Adaptive Boosting (AdaBoost)#

In this notebook, we present the Adaptive Boosting (AdaBoost) algorithm. The aim is to get intuitions regarding the internal machinery of AdaBoost and boosting in general.

We will load the β€œpenguin” dataset. We will predict penguin species from the culmen length and depth features.

import pandas as pd

penguins = pd.read_csv("../datasets/penguins_classification.csv")
culmen_columns = ["Culmen Length (mm)", "Culmen Depth (mm)"]
target_column = "Species"

data, target = penguins[culmen_columns], penguins[target_column]

Note

If you want a deeper overview regarding this dataset, you can refer to the Appendix - Datasets description section at the end of this MOOC.

We will purposefully train a shallow decision tree.

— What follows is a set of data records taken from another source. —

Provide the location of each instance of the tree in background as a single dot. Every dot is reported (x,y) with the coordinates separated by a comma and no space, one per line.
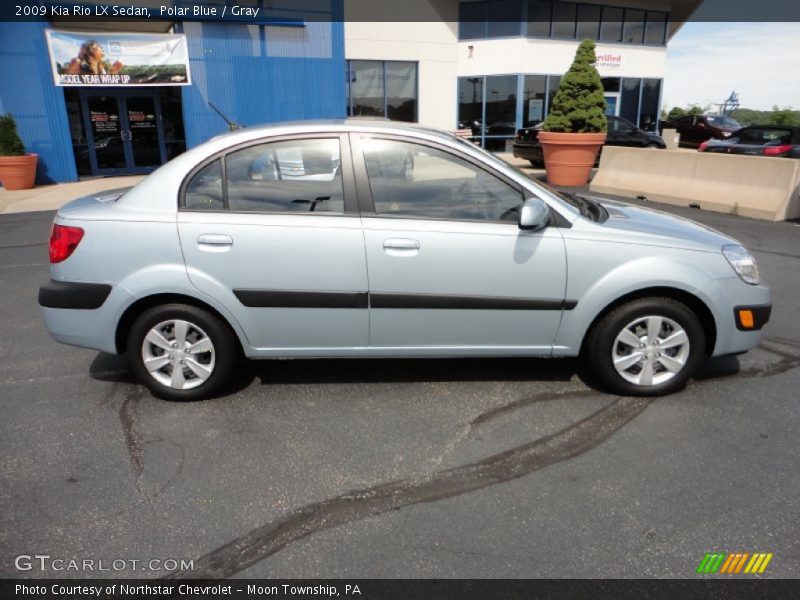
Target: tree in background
(579,105)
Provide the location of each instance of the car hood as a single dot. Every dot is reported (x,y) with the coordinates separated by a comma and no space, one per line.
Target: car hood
(661,228)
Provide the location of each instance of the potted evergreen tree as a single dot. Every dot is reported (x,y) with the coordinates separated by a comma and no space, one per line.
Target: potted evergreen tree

Since it is shallow, it is unlikely to overfit and some of the training examples will even be misclassified.

import seaborn as sns
from sklearn.tree import DecisionTreeClassifier

palette = ["tab:red", "tab:blue", "black"]

tree = DecisionTreeClassifier(max_depth=2, random_state=0)
tree.fit(data, target)
DecisionTreeClassifier(max_depth=2, random_state=0)
In a Jupyter environment, please rerun this cell to show the HTML representation or trust the notebook.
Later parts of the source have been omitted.